Cross-Marketing: Superb Principle, Tricky Practice
Cross-marketing. Something we marketers love to talk about. Something firm leadership loves to push. But it almost never happens with the ease and frequency it should. Why is that?
Origination credit can create as many obstacles as incentives. Time and time again, we hear that many partners want to share, but their colleagues are disinclined to work as service partners when they can earn more on their own originations. If this is true, it’s a sad commentary on what partnership means to some people. Interestingly, firms with lockstep compensation systems, where partners of a certain class earn the same regardless of the rain they make, also struggle to get their partners to grow relationships for the benefit of the whole family. So what, beyond compensation, gets in the way?

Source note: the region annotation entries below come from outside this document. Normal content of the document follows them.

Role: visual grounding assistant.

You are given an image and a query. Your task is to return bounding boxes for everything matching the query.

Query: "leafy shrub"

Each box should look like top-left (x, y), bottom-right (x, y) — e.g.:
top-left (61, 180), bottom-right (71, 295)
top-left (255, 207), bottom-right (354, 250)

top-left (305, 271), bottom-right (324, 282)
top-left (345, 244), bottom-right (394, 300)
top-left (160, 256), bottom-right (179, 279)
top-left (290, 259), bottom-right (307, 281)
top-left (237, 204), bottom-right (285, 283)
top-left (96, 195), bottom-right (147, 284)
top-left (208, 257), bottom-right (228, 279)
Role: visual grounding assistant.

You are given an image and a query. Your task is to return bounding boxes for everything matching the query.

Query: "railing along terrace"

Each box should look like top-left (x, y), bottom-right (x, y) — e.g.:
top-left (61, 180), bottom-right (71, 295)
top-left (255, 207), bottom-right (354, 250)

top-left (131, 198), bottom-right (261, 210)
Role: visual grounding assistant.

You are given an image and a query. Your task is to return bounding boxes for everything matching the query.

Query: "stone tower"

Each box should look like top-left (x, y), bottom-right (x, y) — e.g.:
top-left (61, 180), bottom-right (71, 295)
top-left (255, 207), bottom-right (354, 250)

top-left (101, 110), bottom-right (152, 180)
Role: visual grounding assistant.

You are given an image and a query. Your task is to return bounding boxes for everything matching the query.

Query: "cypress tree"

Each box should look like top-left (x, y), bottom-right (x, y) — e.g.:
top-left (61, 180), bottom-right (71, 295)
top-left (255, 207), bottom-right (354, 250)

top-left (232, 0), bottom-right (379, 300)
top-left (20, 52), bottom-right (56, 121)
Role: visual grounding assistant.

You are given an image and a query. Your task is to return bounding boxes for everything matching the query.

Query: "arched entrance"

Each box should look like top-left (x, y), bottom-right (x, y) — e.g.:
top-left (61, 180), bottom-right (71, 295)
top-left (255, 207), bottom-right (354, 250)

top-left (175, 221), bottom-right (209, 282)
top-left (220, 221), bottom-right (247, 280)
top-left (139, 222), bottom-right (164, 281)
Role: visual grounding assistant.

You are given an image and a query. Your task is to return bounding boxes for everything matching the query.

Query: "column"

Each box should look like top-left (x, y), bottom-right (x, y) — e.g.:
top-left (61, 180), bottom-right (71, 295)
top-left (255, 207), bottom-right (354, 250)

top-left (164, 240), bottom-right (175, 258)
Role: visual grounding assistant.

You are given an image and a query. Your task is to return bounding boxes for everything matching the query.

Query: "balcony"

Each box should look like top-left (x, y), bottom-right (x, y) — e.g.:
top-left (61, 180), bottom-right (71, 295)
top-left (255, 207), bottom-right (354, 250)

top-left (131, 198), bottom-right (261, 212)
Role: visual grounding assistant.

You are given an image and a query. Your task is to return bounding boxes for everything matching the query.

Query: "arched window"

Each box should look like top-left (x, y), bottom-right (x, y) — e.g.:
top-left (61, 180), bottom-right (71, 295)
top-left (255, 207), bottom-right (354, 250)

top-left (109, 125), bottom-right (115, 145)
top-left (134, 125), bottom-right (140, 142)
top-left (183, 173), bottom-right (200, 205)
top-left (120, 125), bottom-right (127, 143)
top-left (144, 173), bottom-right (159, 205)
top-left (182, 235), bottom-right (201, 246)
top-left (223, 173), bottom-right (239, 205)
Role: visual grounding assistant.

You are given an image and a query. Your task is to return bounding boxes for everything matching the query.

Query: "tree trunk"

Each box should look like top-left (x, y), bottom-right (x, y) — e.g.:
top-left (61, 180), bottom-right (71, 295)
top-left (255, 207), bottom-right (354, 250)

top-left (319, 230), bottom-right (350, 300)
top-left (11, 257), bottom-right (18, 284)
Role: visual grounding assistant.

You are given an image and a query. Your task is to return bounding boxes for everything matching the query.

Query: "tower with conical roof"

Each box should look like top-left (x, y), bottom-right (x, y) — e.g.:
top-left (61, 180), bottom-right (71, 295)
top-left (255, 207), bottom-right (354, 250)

Sometimes it’s a confidence problem. I know that I can provide extraordinary service to this client, but I’m just not so sure about that group down the hall. Why add a spoonful of risk to an otherwise healthy client relationship? You’d be surprised how this sentiment pervades even the most revered white-shoe institutions. Yes, even at those firms where 99% of the partners attended the finest schools, clerked for the SCOTUS, interned at some fancy shmancy government agency and then went on to build enviable stables of Fortune 100 clients, even there partners worry that not everyone works to their standard. The confidence problem is a good problem because it starts with a concern about the client. Which we’ll get back to in a minute.
Sometimes, it’s the portability dilemma. As we witness more and more lateral movement in the marketplace—lateral activity among Am Law 200 firms reached a three-year high in 2012—lawyers may be reluctant to spread around a large client in the event that the lawyer needs to bolt to a new firm across the street. Easier to tote a client around like a handbag if you don’t share with your partners. This is not ok. Clients are not luggage. Clients are people.
Most often, the obstacles are just practical. There is no system in place to streamline cross-marketing and oftentimes, even in small firms, partners have absolutely no idea what their colleagues do for a living. Really.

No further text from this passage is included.